While walking in a very special part of The Cape Peninsula we saw this remarkably docile Mole Snake. This individual was at least 1.5 metres long and although the species has a reputation for aggression, this snake was unconcerned about us being 50 cm away from it. These non-venomous snakes feed mainly on Golden Moles and are therefore excellent burrowers themselves.
Very soon after seeing the Mole Snake, I was in Namibia and one day while setting-up camp we noticed this beautiful Horned-Adder taking refuge beneath the vehicle tyre. These small venomous desert-adapted snakes often burrow so that they are concealed just beneath the sand from where they ambush their prey of lizards, small rodents and birds. There is much debate regarding the function of their “horns” but they do seem to be involved in protecting the eyes when the snake burrows.

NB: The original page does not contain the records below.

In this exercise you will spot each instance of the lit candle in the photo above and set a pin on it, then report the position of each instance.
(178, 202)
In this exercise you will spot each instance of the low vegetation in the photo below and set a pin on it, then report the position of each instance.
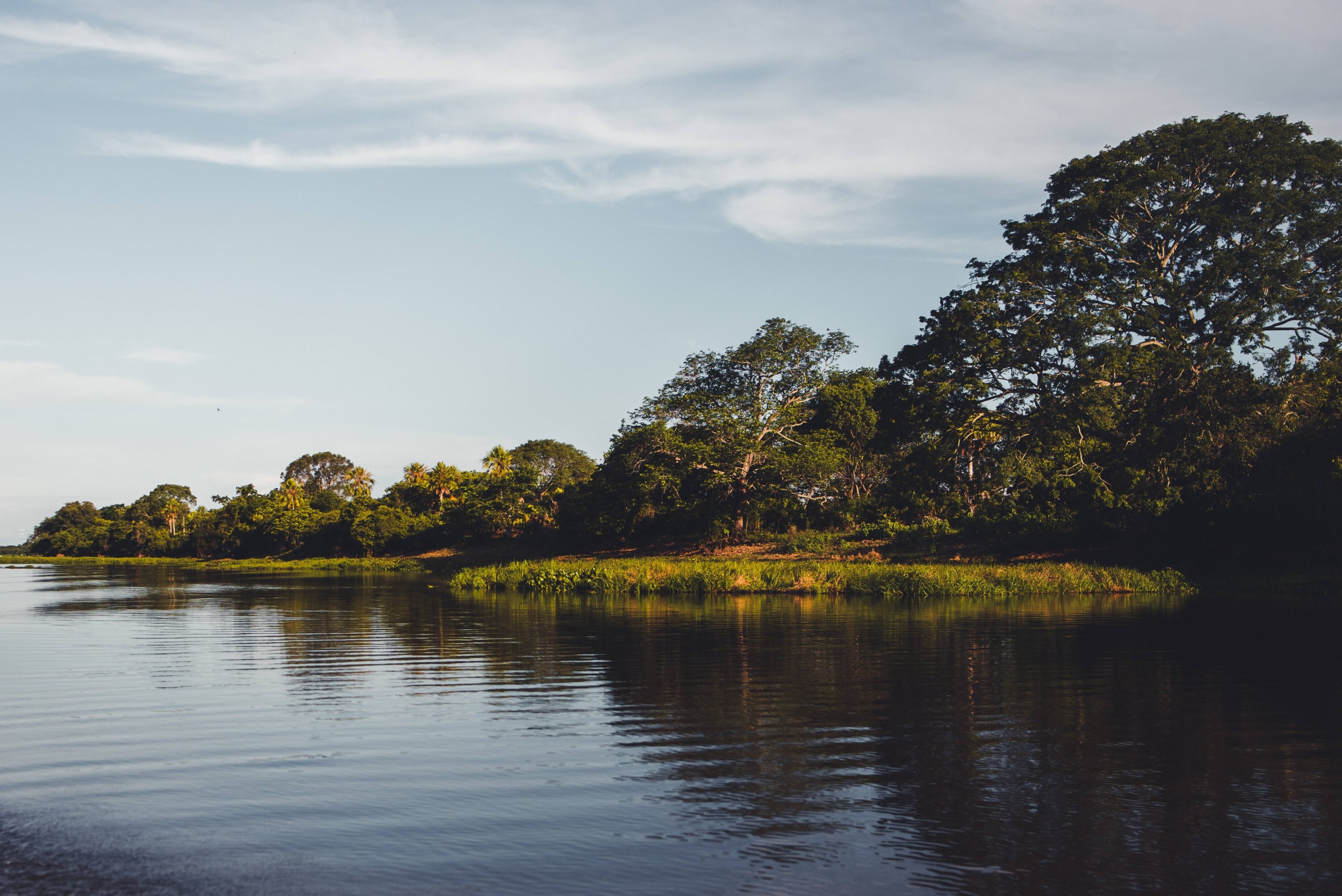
(658, 576)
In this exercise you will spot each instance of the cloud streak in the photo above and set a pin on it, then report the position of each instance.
(807, 123)
(42, 384)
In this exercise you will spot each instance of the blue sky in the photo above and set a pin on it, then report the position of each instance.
(236, 232)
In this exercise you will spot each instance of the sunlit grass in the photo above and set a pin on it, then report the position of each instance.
(694, 576)
(351, 564)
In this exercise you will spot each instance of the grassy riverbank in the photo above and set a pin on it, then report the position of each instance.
(715, 576)
(700, 576)
(339, 564)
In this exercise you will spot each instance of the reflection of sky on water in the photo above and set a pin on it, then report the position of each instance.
(1094, 745)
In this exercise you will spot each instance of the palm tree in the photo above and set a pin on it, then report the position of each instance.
(293, 494)
(359, 481)
(443, 481)
(499, 462)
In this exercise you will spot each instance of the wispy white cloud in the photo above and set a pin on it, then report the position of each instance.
(164, 356)
(808, 121)
(39, 383)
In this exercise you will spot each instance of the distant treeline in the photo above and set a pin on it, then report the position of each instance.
(1156, 364)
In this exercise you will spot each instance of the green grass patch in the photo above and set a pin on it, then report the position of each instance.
(341, 564)
(691, 576)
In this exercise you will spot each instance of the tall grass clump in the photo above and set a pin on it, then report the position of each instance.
(816, 577)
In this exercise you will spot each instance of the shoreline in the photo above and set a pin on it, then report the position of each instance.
(708, 575)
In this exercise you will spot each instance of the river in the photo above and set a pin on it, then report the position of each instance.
(174, 731)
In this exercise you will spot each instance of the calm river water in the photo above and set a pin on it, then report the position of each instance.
(166, 731)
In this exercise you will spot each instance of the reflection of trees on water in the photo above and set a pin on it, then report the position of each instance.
(1096, 743)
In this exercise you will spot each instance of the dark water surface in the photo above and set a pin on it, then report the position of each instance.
(166, 731)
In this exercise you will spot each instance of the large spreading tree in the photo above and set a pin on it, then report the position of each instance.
(1145, 337)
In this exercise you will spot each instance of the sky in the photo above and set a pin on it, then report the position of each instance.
(236, 232)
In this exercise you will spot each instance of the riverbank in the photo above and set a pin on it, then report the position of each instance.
(265, 564)
(713, 576)
(704, 576)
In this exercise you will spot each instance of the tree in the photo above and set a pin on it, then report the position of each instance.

This month everything seemed docile – even this young Gemsbok who strolled to within Iphone photographing distance. His magnificent horns are used in defence as well as in territorial displays and conflicts.
But most amazing was this very docile Black Hairy Thick-tailed Scorpion (Parabuthus villosus). Although the venom of these enormous scorpions is considered to be potentially life-threatening, this one showed no signs of aggression at all. This enormous specimen was about 14 cm long (with its sting curled over its back).